The High Court has finally agreed that this means that the Commonwealth is restricted to funding activities only within its legislative and executive powers.
And those powers have already been given an extended meaning by various High Court decisions.
…separate enough?…
The leading republican Professor George Williams, who I am sure is unrelated to the plaintiff – laments that the challenge “reveals how little the Constitution does to separate church and state.”
( Professor Williams, a committed republican, is prominent in both media and political circles. See this column , ALP Debate: Towards a republic – a people's republic, 25 November 2009)
“Maintenance of this democratic principle rests on the actions and good sense of our politicians,” he says.
“Unfortunately, this has often proved a frail shield. Governments of all persuasions have shown themselves ready to mix politics and religion to win political favour.
“In the chaplaincy program, this compromises the ability of parents and their children to choose a free and secular education.”
Putting aside the chaplaincy programme, I disagree with Professor Williams. I think our Constitution achieves the right balance.
Adopting the approach adopted by the American judges would hand the determination of essentially political matters to the judges.
…wall of separation invented…
The American constitution – as interpreted by the judges – goes to extremes in finding a wall of separation between church and state.
After all the key First Amendment merely provides against an establishment church. It says
"Congress shall make no law respecting an establishment of religion, or prohibiting the free exercise thereof"
But the court has said this means that there is a wall of separation between church and state which necessitates banning prayers in schools, before football games, religious references in public places and the funding of school teachers teaching non-religious subject in church schools.
The Founding Fathers did not intend that – most states had established churches.
All they intended was there would not be a federal established church.
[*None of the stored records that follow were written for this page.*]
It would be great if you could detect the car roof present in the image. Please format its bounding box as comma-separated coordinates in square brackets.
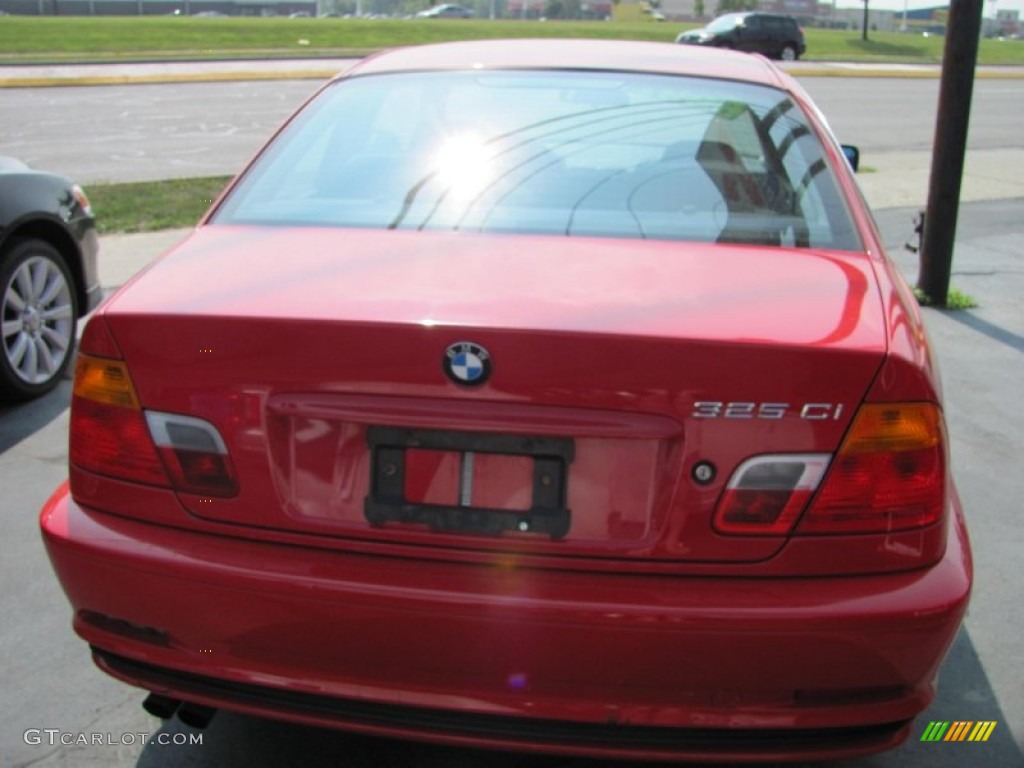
[339, 39, 788, 88]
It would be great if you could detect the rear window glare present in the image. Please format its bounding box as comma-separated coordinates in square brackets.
[213, 71, 861, 250]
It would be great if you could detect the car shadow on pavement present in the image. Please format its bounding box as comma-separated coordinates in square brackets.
[0, 378, 71, 454]
[137, 630, 1024, 768]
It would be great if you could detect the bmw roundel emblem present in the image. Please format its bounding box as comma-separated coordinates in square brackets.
[441, 341, 490, 386]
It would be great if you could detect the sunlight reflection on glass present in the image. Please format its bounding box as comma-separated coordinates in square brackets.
[433, 134, 494, 203]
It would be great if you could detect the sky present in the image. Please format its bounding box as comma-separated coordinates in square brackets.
[836, 0, 1024, 18]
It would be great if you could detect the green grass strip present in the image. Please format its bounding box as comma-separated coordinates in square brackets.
[86, 176, 231, 234]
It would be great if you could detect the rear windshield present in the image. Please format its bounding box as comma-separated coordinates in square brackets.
[213, 71, 860, 250]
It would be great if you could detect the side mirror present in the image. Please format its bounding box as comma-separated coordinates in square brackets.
[843, 144, 860, 173]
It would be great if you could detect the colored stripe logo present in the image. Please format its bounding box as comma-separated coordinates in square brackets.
[921, 720, 996, 741]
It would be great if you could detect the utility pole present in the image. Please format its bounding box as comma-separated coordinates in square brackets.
[918, 0, 982, 306]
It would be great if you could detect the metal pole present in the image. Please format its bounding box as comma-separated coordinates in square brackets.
[918, 0, 982, 306]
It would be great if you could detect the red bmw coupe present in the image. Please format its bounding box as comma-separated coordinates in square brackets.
[41, 41, 972, 762]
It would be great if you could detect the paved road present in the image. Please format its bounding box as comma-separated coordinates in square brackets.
[0, 74, 1024, 208]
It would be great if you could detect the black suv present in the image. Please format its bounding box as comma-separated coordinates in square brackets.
[676, 13, 807, 61]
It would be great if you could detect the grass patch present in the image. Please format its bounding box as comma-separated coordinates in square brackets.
[86, 176, 231, 234]
[0, 16, 1024, 65]
[913, 288, 978, 310]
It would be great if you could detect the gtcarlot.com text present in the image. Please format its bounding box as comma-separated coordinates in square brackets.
[22, 728, 203, 746]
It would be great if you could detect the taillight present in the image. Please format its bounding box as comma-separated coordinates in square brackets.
[714, 454, 830, 536]
[145, 411, 239, 497]
[70, 339, 238, 497]
[797, 402, 946, 534]
[70, 352, 169, 485]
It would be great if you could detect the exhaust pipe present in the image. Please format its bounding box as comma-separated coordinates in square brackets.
[178, 701, 217, 730]
[142, 693, 181, 720]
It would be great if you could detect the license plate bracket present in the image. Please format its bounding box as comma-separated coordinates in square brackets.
[364, 426, 574, 540]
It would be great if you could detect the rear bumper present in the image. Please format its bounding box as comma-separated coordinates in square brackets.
[41, 488, 971, 761]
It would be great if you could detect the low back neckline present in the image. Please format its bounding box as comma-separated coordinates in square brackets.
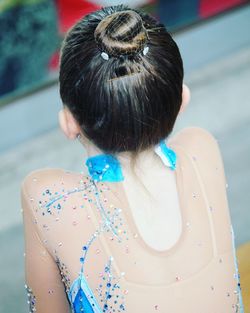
[119, 144, 187, 257]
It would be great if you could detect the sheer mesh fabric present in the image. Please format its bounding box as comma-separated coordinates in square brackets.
[22, 128, 243, 313]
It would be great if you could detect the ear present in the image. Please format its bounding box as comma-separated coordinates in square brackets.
[58, 106, 81, 139]
[179, 84, 191, 113]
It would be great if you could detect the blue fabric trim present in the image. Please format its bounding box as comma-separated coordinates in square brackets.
[231, 224, 244, 313]
[160, 140, 177, 170]
[68, 273, 103, 313]
[86, 140, 176, 182]
[86, 154, 124, 182]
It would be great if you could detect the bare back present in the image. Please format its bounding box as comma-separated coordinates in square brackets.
[22, 127, 243, 313]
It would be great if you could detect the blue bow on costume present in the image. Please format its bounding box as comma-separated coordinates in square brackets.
[86, 140, 176, 182]
[68, 273, 103, 313]
[86, 154, 124, 182]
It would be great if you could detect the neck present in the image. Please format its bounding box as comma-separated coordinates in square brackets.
[84, 137, 157, 171]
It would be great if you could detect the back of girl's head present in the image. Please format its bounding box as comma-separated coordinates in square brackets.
[59, 5, 183, 153]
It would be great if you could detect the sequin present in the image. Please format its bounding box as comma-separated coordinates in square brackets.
[25, 285, 36, 313]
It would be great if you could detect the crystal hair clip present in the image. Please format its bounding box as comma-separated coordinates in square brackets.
[101, 46, 149, 61]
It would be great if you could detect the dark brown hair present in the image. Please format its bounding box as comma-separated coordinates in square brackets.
[59, 5, 183, 154]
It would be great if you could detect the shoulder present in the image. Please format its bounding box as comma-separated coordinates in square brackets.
[168, 126, 222, 163]
[169, 127, 226, 185]
[169, 126, 218, 150]
[21, 168, 87, 205]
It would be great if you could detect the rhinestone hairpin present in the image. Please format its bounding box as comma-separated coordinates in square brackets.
[101, 46, 149, 61]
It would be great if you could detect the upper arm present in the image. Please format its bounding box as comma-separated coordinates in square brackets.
[21, 171, 69, 313]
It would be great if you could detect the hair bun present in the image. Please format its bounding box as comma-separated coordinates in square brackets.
[94, 10, 148, 57]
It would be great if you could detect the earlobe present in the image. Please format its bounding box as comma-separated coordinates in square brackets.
[180, 84, 191, 113]
[59, 108, 80, 139]
[58, 109, 68, 137]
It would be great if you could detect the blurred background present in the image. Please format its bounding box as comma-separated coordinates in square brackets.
[0, 0, 250, 313]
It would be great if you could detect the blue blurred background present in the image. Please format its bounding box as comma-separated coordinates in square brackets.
[0, 0, 250, 313]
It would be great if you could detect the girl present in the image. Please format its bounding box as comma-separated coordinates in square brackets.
[22, 5, 243, 313]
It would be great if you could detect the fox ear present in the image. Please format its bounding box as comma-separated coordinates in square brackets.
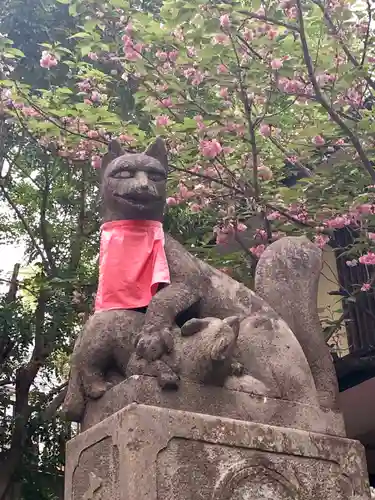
[145, 137, 168, 171]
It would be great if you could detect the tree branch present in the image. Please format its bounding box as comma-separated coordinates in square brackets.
[296, 0, 375, 183]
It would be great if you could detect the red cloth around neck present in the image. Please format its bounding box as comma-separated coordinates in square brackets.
[95, 220, 170, 312]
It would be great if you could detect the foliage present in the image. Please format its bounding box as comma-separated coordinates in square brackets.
[0, 0, 375, 499]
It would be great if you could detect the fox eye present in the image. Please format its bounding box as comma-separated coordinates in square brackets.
[113, 170, 134, 179]
[148, 172, 165, 182]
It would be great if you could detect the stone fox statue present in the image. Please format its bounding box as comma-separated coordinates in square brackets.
[63, 139, 337, 421]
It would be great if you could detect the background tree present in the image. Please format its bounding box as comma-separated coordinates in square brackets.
[0, 0, 375, 500]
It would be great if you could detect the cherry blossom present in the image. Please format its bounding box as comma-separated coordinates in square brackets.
[166, 196, 178, 207]
[259, 123, 271, 137]
[91, 156, 102, 169]
[271, 59, 284, 70]
[311, 135, 326, 146]
[40, 50, 58, 69]
[249, 245, 266, 259]
[220, 14, 231, 29]
[155, 115, 170, 127]
[358, 252, 375, 266]
[199, 139, 223, 158]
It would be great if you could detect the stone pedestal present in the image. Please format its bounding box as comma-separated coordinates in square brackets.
[65, 396, 370, 500]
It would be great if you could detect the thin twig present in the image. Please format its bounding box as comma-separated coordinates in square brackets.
[296, 0, 375, 183]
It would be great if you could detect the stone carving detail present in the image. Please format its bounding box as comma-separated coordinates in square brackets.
[212, 461, 301, 500]
[82, 472, 102, 500]
[63, 139, 337, 421]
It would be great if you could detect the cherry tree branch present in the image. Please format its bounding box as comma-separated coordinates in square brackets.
[296, 0, 375, 183]
[312, 0, 375, 90]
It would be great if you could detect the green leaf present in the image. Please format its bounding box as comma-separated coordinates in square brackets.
[68, 31, 92, 40]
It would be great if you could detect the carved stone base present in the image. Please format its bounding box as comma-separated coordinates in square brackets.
[65, 403, 370, 500]
[81, 376, 345, 436]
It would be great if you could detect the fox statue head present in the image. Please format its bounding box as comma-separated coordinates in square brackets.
[101, 138, 168, 222]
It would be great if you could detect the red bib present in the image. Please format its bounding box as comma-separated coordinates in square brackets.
[95, 220, 170, 312]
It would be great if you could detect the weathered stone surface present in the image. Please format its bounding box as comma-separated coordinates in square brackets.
[65, 404, 370, 500]
[81, 376, 345, 436]
[255, 237, 338, 409]
[64, 140, 337, 421]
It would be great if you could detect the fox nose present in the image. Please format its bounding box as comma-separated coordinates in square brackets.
[135, 172, 148, 190]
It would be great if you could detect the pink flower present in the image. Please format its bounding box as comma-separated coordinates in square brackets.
[119, 134, 134, 142]
[77, 80, 91, 92]
[219, 267, 233, 276]
[311, 135, 326, 146]
[314, 234, 329, 248]
[219, 87, 228, 99]
[358, 252, 375, 266]
[249, 245, 266, 259]
[345, 259, 358, 267]
[179, 184, 194, 200]
[199, 139, 223, 158]
[91, 90, 101, 102]
[255, 229, 267, 241]
[168, 50, 178, 62]
[191, 71, 204, 85]
[214, 33, 230, 45]
[186, 47, 197, 57]
[243, 28, 255, 42]
[267, 29, 278, 40]
[267, 210, 281, 220]
[121, 35, 133, 48]
[40, 50, 57, 69]
[124, 22, 133, 35]
[220, 14, 231, 29]
[155, 115, 170, 127]
[217, 64, 229, 74]
[258, 165, 273, 181]
[223, 146, 234, 155]
[287, 156, 298, 165]
[166, 196, 178, 207]
[155, 50, 168, 61]
[259, 123, 271, 137]
[325, 215, 351, 229]
[160, 97, 173, 108]
[190, 203, 202, 213]
[356, 203, 375, 215]
[87, 130, 99, 139]
[125, 48, 142, 61]
[91, 156, 102, 169]
[271, 59, 284, 70]
[286, 7, 298, 19]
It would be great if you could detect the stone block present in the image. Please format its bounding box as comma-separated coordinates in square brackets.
[82, 376, 345, 436]
[65, 403, 370, 500]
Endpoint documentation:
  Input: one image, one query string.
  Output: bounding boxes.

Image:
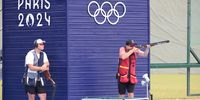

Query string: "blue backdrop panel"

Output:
[3,0,149,100]
[67,0,149,100]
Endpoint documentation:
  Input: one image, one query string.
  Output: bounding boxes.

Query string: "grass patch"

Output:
[151,74,200,100]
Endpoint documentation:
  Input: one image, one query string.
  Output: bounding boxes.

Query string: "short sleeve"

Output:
[25,52,34,65]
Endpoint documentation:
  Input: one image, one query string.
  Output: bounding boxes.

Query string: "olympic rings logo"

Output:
[88,1,126,25]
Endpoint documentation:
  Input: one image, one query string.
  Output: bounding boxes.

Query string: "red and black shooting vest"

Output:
[118,49,137,84]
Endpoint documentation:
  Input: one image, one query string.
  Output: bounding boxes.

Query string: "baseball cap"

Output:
[34,39,46,44]
[126,40,137,46]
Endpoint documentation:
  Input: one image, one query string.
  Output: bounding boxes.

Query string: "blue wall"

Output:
[3,0,149,100]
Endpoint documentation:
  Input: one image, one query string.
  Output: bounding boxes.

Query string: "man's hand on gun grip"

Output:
[132,47,139,52]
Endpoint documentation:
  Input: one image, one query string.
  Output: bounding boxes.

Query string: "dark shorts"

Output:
[118,82,135,94]
[24,81,46,94]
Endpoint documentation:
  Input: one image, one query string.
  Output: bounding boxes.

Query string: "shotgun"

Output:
[135,40,169,48]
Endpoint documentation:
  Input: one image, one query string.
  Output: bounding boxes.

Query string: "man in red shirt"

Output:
[118,40,150,98]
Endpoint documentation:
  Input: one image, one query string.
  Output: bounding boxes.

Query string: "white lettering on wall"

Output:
[18,0,51,27]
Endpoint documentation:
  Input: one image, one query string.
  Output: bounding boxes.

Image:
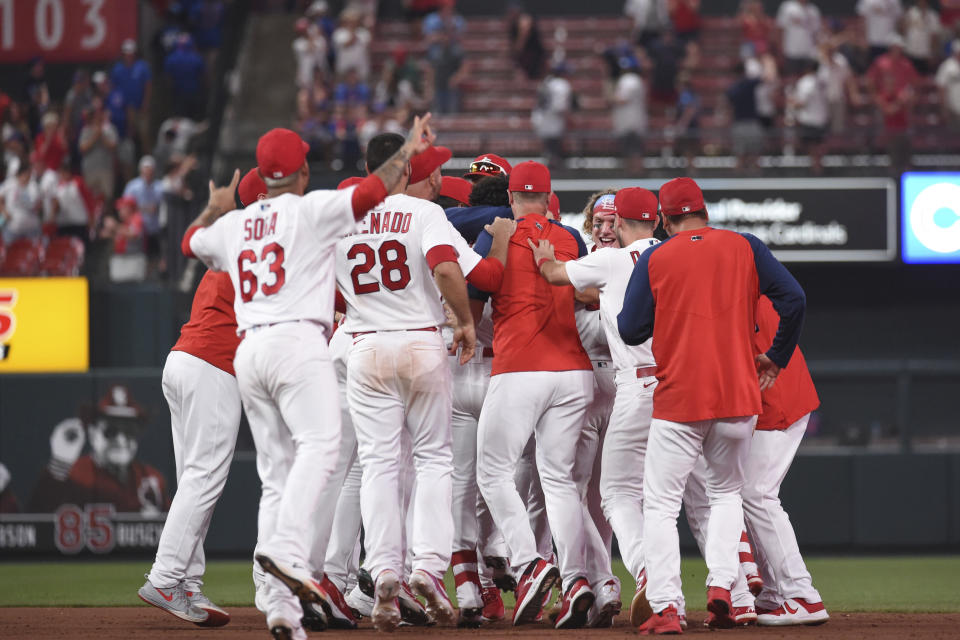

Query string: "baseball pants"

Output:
[573,361,617,588]
[149,351,240,590]
[600,369,657,580]
[347,331,453,579]
[234,321,340,620]
[683,456,754,607]
[477,371,593,585]
[643,416,757,612]
[743,414,822,609]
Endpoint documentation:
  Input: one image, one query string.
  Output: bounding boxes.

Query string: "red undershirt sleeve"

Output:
[350,175,389,220]
[180,227,200,258]
[427,244,457,271]
[467,258,503,291]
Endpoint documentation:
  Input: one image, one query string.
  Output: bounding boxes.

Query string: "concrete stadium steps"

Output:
[220,14,297,157]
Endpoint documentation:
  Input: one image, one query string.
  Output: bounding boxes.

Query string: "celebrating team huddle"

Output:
[133,114,828,639]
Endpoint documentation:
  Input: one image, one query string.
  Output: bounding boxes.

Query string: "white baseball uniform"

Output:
[336,194,470,580]
[566,238,658,578]
[185,189,356,620]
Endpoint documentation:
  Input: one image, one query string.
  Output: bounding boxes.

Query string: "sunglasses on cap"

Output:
[470,160,509,176]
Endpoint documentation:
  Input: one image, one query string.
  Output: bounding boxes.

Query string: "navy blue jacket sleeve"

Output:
[742,233,807,368]
[446,207,513,244]
[467,229,494,302]
[617,243,663,345]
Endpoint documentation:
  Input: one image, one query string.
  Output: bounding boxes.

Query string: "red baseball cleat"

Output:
[637,605,683,636]
[513,558,560,625]
[707,587,737,629]
[553,577,597,629]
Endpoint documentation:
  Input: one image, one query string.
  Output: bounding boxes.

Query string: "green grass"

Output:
[0,556,960,613]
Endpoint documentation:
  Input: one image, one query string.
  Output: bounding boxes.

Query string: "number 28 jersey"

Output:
[185,187,356,336]
[337,194,464,333]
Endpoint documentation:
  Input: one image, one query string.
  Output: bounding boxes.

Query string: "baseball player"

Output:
[182,114,433,639]
[617,178,806,634]
[138,168,267,627]
[474,162,595,628]
[743,296,830,626]
[534,188,657,626]
[336,134,507,631]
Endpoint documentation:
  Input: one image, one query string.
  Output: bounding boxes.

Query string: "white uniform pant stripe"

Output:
[743,414,821,608]
[477,371,593,584]
[234,322,340,620]
[150,351,240,588]
[643,416,757,612]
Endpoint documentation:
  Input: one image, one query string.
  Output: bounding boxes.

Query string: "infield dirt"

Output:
[0,606,960,640]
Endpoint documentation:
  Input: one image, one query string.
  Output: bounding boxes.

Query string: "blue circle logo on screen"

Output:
[908,182,960,253]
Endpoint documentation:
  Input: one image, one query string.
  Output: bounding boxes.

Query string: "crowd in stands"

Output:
[0,0,226,281]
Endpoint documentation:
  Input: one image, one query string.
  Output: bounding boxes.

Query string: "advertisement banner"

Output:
[0,0,137,63]
[0,278,90,373]
[553,178,897,262]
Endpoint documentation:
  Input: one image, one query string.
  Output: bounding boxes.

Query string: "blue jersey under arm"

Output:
[741,233,807,368]
[617,243,664,345]
[445,207,513,244]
The US Constitution does not say this.
So is a court more activist when the judges are more political and where they do not owe their loyalty to an institution above politics, the Crown?
As I observed above, the flag is on the republican agenda – just ask The Age, Peter FitzSimons, Ray Martin, the official Australia Day Committees whose job is to push a republic and flag change on our national day. The republican movemen say they have now dropped it – but they are only a small and diminishing part of republicanism today.
What about the funding of denominational schools, Christmas decorations in public places, and prayers in schools? Are they on the republican agenda?